It’s a little after 9 a.m., and you just finished off your lukewarm breakfast sandwich and plastic bottle of orange juice. You push the tray away and turn your head to the right to look outside. The sun is up, not many clouds out there, and you see a couple finches flutter in and out of a tree branch just outside your third floor window. You smile at the natural beauty for a beat or two.
Your kids will come to visit shortly, and your spouse is off somewhere arranging your hospice care. You’ve got a month left, maybe two if you’re lucky, and you can’t wait to get home and out of this God-forsaken hospital bed.
For now, though, all you can do is think – gazing out the window; past the tree and the birds into infinity, you look back at your life and the choices you made. You can’t help but wonder if you did everything you could, if you took full advantage of the gift you were given.
When your life is seen through this prism –knowing it is now the end and you can’t go back and change what you’ve done – will you be satisfied with the story it tells?
Did you go after your dreams, or did you play it safe? Did you avoid risk because you didn’t want to experience failure, only to realize you’ve avoided failure at the expense of finding your true happiness?
When you look at life this way, in reverse, from the end back instead of from the beginning forward, you might just discover you’re not where you should be. These things have a way of getting away from us when left unconsidered; a series of sensible decisions in the moment summate into a giant unconscious compromise in the end.
If you’re living the story you want to tell, don’t stop living it. Maybe you can’t see the happy ending from where you stand – and being that there are no guarantees of a happy ending for anyone, maybe you never will see it. Even in that outcome, you win while losing. You can slip quietly into your twilight knowing you left everything out there, you did everything you could, and you wouldn’t change a damn thing if you had another chance. You may be without the currency of success, but what you will possess is a serenity worth much more; indeed the only thing that will ultimately be worth possessing.
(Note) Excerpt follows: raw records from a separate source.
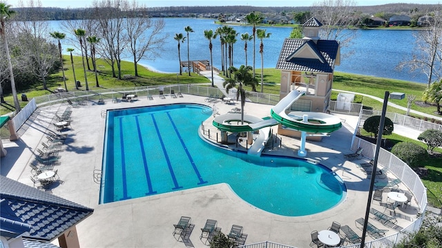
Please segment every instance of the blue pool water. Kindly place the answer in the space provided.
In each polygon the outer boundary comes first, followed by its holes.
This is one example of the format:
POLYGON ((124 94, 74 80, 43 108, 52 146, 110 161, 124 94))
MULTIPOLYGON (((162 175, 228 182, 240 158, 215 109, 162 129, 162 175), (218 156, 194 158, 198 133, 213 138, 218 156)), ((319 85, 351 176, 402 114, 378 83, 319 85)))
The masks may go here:
POLYGON ((100 203, 226 183, 256 207, 297 216, 345 197, 338 176, 320 165, 208 145, 198 132, 211 114, 191 104, 108 111, 100 203))

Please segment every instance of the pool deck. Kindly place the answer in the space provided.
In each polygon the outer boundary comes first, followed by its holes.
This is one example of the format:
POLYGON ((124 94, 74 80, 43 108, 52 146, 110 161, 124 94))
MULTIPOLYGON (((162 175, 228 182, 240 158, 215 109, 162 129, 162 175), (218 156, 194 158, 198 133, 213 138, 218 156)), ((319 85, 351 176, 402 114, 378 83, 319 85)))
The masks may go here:
MULTIPOLYGON (((72 108, 72 129, 63 132, 68 134, 68 138, 59 153, 61 163, 56 167, 61 181, 54 184, 51 190, 57 196, 95 209, 92 216, 77 226, 81 247, 206 247, 209 243, 205 243, 204 238, 200 239, 200 229, 206 219, 217 220, 218 227, 224 234, 229 233, 232 225, 242 226, 244 234, 247 234, 245 244, 269 240, 308 247, 311 231, 327 229, 334 220, 342 225, 349 225, 361 236, 362 231, 356 228, 355 220, 365 216, 369 181, 355 165, 363 161, 347 161, 343 156, 352 152, 349 150, 352 135, 357 123, 357 116, 348 115, 336 114, 343 121, 343 128, 320 142, 307 141, 306 144, 307 157, 336 171, 347 189, 345 200, 325 211, 299 217, 273 214, 250 205, 238 197, 227 184, 98 205, 99 185, 93 180, 93 171, 102 167, 105 127, 102 112, 108 109, 177 103, 213 105, 204 101, 205 97, 183 96, 184 98, 173 99, 166 95, 166 99, 153 96, 152 101, 143 97, 131 103, 113 103, 111 100, 106 100, 104 105, 89 102, 86 105, 72 108), (177 224, 182 216, 192 218, 191 232, 184 240, 179 235, 172 234, 173 224, 177 224)), ((37 109, 19 130, 21 138, 3 144, 8 155, 1 158, 2 175, 32 186, 28 164, 33 159, 33 151, 41 147, 41 142, 47 141, 44 135, 47 129, 54 130, 52 123, 55 114, 61 114, 67 107, 67 104, 59 104, 37 109)), ((240 103, 227 105, 218 102, 215 107, 219 114, 223 114, 233 107, 240 107, 240 103)), ((247 114, 265 117, 269 116, 271 107, 247 103, 244 109, 247 114)), ((204 125, 210 127, 213 118, 211 116, 204 125)), ((299 139, 283 136, 281 147, 267 149, 265 153, 297 156, 299 145, 299 139)), ((388 176, 392 177, 391 174, 388 176)), ((385 193, 383 197, 385 202, 385 193)), ((372 206, 384 211, 379 202, 374 201, 372 206)), ((412 202, 411 207, 399 208, 397 211, 414 219, 417 213, 416 206, 416 203, 412 202)), ((370 218, 369 222, 380 229, 388 229, 375 220, 370 218)), ((402 227, 410 223, 406 219, 398 218, 397 225, 402 227)), ((390 229, 386 235, 396 231, 390 229)), ((367 237, 367 240, 371 239, 367 237)), ((57 240, 53 242, 58 244, 57 240)))

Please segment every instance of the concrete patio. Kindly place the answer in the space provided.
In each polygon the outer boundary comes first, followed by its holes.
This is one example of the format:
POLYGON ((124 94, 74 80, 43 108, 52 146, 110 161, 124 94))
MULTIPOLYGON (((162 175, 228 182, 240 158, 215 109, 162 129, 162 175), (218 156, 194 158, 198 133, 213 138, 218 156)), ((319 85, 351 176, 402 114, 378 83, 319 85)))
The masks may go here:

If you’re not living your story, change your direction. Now. You may not be able to change your position instantly – but you can change which way you’re facing. It won’t be easy, it will be uncomfortable, and it might even appear to teeter on the edge of disastrous. It will be an investment, though, in the kind of satisfaction that you’ll never find otherwise.
Some people in your life won’t understand right now, and some never will. They will question what you’re doing, take a smug satisfaction in pointing out how likely it is that you will fail, and then call you “lucky” when your risk pays off and you work your way to what you always wanted. Let them be; pity them, even. You’ve got more important things to focus on.
The story you want will change as you grow – if it didn’t, NASA would be overrun with millions of aspiring astronauts – but the words aren’t as important as the desire to write them. Never give up on your story.
We only get one shot at this. Make it count. Find your perfect ending, and walk it back to the start.